I am the dark clouds
brewing in the east carrying the tears
I carry her flag –
proud but troubled
I remember the fear the
rejection still
I am the Buffalo
Soldier returning from II
I am the eyes of Linda
Brown tiny in Topeka
Walking to school
I am her native Son
born of her cities
My legs run in her
green grass with Maurice faster
Than any man
I stand in the shadows
waiting for her glance.
I am the endless night
skies of the plains.
One day she will see me
and say how beautiful I am
And be ashamed
I too sing Kansas
SEMI-PRECIOUS
by Stella Robbins
That winter we spent in a cabin
on a lake
in the middle
of the prairie
sits in my soul like an uncut gem,
reflecting but a hint
of all that’s within:
the colors we found in each other,
words pried open and explored,
nights as deep as time;
the sentinel song of geese,
the mantra of coyotes stoned
on stars,
snow falling on snow.
I remember how ice would groan,
winds would roam in herds
and old cottonwoods keel over---
unpolished memories
I haven’t moved in years,
gathering dust and ozone,
and moonlight.
Sounds of Lawrence
by Tom Mach
Voices are ghosts too,
still here to haunt us.
Quantrill’s order to
burn the Eldridge
are embedded in stone
and a boy’s scream
from a flying bullet
may be hidden in a
Watkins Museum rifle.
Frazier Hall holds the words
Of Susan Anthony’s speech
While the applause for
Jane Addams and her talk
at the Bowersock Theater
are now buried somewhere
in the mortar of Liberty Hall.
The Pinckney School playground
holds the frustrated tears of a youngster
named Langston Hughes
and somewhere in the soil
of a Lawrence cemetery
are more voices, past and future…
some who have spoken
and some who have yet to speak.
Originally published in the
Lawrence Journal-World
Rising Hope
by Karl Detrich
Blackbirds have gathered to feast in the fields.

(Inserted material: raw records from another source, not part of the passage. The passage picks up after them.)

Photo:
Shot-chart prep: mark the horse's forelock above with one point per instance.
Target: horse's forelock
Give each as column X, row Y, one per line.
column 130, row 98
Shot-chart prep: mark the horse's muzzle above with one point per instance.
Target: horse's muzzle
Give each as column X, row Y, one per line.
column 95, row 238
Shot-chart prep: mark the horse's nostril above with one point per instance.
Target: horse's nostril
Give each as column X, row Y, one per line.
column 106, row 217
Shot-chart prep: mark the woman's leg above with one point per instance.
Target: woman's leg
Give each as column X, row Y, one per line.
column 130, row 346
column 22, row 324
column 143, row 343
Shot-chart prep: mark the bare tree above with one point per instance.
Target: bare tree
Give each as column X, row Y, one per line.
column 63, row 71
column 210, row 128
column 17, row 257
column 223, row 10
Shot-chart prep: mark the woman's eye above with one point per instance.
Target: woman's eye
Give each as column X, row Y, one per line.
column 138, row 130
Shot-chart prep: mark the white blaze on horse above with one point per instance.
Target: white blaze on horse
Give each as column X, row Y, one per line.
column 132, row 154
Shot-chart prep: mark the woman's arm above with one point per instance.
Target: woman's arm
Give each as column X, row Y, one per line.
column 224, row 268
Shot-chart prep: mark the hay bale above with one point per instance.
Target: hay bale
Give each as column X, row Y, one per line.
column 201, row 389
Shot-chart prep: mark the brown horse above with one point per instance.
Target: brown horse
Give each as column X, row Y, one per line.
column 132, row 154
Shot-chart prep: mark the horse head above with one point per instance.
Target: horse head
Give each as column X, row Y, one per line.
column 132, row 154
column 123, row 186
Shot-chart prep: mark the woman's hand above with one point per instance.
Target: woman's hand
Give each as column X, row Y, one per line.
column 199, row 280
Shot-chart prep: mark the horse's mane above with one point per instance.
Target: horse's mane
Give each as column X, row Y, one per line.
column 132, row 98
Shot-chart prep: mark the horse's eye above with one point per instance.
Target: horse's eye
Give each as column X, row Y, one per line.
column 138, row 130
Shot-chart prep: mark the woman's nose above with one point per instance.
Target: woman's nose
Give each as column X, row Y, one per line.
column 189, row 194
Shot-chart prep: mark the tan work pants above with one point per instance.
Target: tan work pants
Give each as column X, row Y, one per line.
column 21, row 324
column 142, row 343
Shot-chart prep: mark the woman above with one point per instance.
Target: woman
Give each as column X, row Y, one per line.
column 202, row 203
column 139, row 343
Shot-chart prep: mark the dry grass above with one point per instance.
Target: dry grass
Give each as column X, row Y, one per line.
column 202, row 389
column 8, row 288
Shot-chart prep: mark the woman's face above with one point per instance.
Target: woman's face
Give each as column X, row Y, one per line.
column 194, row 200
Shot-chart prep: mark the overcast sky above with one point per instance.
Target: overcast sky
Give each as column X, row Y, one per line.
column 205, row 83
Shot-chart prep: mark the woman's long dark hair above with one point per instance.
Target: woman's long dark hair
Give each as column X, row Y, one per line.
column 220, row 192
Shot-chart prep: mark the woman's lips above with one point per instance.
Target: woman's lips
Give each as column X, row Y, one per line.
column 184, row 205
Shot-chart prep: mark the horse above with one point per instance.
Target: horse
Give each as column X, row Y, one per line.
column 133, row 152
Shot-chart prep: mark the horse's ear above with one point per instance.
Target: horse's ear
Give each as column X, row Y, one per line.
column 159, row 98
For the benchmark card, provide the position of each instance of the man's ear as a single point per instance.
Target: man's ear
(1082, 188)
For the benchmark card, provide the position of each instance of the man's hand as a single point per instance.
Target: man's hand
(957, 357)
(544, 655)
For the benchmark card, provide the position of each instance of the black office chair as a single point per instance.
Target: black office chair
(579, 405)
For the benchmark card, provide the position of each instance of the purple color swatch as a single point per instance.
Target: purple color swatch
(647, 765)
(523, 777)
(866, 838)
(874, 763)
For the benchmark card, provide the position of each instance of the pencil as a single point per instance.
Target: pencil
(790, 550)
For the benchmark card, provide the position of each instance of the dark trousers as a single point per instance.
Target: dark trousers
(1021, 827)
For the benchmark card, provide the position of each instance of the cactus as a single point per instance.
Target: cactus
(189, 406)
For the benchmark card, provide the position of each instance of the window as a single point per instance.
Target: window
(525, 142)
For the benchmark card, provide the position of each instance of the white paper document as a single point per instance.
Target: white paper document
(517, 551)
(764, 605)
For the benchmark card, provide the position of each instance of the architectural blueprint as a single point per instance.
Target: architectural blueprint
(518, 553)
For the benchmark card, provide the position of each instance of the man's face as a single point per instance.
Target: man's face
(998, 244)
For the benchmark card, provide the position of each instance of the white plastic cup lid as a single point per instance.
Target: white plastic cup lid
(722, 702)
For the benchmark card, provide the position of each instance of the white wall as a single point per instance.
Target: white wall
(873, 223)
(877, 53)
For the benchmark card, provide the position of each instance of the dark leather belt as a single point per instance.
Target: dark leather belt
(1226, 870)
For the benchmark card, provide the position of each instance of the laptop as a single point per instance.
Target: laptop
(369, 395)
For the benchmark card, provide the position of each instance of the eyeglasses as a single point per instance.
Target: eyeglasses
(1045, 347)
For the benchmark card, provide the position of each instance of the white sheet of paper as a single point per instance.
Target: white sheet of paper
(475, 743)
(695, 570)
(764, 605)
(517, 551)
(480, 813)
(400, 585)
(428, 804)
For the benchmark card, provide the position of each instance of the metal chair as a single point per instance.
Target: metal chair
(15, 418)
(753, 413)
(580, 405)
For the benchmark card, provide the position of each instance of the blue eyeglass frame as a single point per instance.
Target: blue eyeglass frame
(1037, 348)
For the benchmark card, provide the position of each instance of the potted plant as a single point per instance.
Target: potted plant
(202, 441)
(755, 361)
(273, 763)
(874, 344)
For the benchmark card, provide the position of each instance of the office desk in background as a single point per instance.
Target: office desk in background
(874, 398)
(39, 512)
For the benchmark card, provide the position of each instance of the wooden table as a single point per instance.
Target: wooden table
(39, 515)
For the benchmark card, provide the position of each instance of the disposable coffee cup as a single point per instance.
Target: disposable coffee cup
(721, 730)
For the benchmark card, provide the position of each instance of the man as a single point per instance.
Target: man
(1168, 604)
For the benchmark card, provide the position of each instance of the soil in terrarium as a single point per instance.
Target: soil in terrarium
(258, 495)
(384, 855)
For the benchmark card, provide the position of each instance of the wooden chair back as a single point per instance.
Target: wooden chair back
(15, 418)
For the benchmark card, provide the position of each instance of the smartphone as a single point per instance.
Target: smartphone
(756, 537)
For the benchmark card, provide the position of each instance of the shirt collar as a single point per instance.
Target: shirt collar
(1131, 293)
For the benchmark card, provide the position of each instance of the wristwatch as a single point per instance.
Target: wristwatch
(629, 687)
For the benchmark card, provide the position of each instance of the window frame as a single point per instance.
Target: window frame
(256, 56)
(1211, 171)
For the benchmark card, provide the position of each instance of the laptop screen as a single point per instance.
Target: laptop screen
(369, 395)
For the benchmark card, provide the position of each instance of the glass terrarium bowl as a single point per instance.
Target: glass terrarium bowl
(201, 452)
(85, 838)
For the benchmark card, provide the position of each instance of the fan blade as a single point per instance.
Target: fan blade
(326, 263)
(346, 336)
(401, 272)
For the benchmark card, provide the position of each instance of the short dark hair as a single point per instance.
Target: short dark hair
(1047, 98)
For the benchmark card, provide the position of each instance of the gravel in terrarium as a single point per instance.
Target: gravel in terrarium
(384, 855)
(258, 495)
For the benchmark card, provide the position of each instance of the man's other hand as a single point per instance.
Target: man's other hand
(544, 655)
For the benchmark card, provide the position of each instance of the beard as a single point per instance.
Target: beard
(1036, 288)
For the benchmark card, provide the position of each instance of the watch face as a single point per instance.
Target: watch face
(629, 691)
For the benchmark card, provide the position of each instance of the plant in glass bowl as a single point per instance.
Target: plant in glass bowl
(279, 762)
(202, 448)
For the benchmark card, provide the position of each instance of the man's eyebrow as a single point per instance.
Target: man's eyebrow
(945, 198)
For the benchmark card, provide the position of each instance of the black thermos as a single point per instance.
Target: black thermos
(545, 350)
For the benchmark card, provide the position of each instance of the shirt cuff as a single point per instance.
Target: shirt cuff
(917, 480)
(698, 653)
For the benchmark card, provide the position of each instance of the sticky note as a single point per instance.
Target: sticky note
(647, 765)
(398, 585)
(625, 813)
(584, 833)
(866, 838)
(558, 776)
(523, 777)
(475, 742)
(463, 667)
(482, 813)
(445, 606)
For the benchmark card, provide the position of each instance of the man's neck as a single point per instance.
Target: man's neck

Rising in a wave from the concealing grain
the great flock wheels as if of one mind
before settling to perfectly-spaced perches
on power lines above.
What secret signal, what inner trumpet
calls them from their business to their rest,
calls them to rise
as we will one day rise,
on a thousand little wings?
Sons and Daughters
of Kansas
by Martha Adams Meek (C) Sept. 9, 2000
Kansas skies are smiling,
Fields nod with amber grain;
It's the golden days of harvest,
Now autumn's here again.
The rains of spring have come and gone,
They brought a blessing sweet;
For birds are singing, flowers bloom,
And calves run and leap.
The river rises with the flood
And flows on to the sea;
These all sing a song of love
That fills the heart of me.
The dear flint hills of Kansas
Are home sweet home to me;
There's no other place on God's green earth
That we would rather be.
For we are sons of Kansas,
We love beyond compare;
The streams and hills of Kansas,
And her daughters sweet and fair.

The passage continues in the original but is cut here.